Do you feel stressed?
At a sale’s party for a health product recently the thought occu
rred to me that I was feeling a deep sense of despair, almost panic, that my stress may be too expensive to treat.
I know stresses in life at this time in history are insidious and difficult to decipher. I know this because even though I don’t feel that stressed, my body is showing signs that I am. Dry skin, migranes, fatigue, low immunity, and other small, but definitely stress related issues, that pop up all the time.
Health care is expensive, but I know preventative health is by far the cheapest choice – even if it means $14/hot yoga class, $40 a bottle of health-juice, organic veggies, hiring a babysitter to spend time alone, or to have a good chat with a friend – or my spouse, wonderful multivitamins, beautiful anti-oxidants and xanthones that are miracle foods. Even time to slow down, when I get paid by the hour can seem an expensive luxury – but its still cheaper than a doctor’s bill for a serious stress-caused illness.
So, I’m not arguing against any of these things. I am so happy when I have the resources to do them. But still. Why is cost part of this discussion? I don’t want to ever feel, no matter what my economic situation, that I can’t afford health – especially when I am already a healthful person!
I dont feel like my life is stressful. Honestly. I love my work, which has its ups and downs, but they are all manageable, and make life fun. I have my kids, which are great, and I love being a mom. (Granted, I do get a little wired up – especially around dinner time, when all are hungry and the breakfast dishes are in the way.) My friends and relationships are only improving and in general life is good. I make consistent efforts to bring joy into my life, I paint regularly, I have a prayer/meditation practice, I love to cook and we eat healthy.
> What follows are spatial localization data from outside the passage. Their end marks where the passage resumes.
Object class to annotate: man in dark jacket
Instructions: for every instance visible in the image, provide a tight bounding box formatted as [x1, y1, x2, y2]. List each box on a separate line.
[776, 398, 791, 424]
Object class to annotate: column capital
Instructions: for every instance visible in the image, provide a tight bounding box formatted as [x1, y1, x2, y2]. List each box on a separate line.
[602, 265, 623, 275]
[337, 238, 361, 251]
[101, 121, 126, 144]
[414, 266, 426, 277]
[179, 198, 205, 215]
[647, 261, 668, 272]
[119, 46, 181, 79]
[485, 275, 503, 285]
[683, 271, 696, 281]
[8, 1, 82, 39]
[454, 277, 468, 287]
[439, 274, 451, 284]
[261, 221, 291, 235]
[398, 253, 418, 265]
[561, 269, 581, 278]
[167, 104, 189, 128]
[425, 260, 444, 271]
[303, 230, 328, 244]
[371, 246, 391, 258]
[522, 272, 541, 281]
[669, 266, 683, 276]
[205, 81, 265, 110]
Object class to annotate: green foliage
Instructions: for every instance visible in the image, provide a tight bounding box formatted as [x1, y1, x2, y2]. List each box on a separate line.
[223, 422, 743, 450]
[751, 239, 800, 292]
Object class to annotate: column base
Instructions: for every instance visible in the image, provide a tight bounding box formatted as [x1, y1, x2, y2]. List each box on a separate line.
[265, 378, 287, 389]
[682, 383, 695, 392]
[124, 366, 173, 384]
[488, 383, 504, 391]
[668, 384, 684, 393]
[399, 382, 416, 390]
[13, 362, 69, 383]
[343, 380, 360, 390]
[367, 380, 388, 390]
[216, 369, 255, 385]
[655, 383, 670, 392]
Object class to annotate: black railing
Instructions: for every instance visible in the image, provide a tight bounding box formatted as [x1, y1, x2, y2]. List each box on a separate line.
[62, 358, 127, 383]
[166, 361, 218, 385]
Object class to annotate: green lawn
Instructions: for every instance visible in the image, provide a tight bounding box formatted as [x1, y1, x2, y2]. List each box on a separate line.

I go out dancing (well, OK not that much – but last night’s DJD funk-party was great!) I enjoy nature and time with family and friends. I think I have many stress coping mechanisms in my life. Despite all this, there are underlying stresses that I am not dealing with.
During my meditation today, the thought occurred to me that a feeling of kindness can offer a cure.
Pushing aside “buzz” and tension, even for a few seconds, can build the long-term muscles to cope with stress. When the dinner is cooking, and Emery is at my feet crying because he cant get his lego sword to work, I can stop. Push aside my anxiety and tension, and look him in the eyes with kindness and ask him if I can help. The benefit is all mine.
The effort it takes to push anxiety out is monumental. Even if for a second. Like working out at the gym, I’m starting with the small weights. Its the feeling of kindness and love that makes the benefit. I can be helping people all the time, be of service to the world, and be a mega-star in selfless sacrifice, but if I dont feel that sensation of pushing aside the moment to be with someone, feel love and kindness and offer my help, then I wont have the same rewards.
If I can feel this at every opportunity, I will be building psychological muscles for health. Pushing those walls of tension aside, and letting kindness flood in, whenever I have a chance, is my new health-regime.
And its free.
This is what I wrote in my journal today about this:
“1 cure for stress:
To stop in the middle of madness and chaos, a look with kindness into a child’s eyes and to sincerely ask him what he needs, and then, with love and full joy provide it for him, as a lovely treasured gift.”
Baha’u'llah on kindness:
“A kindly tongue is the lodestone of the hearts of men. It clotheth the words with meaning. It is fountain of the light of wisdom and understanding.”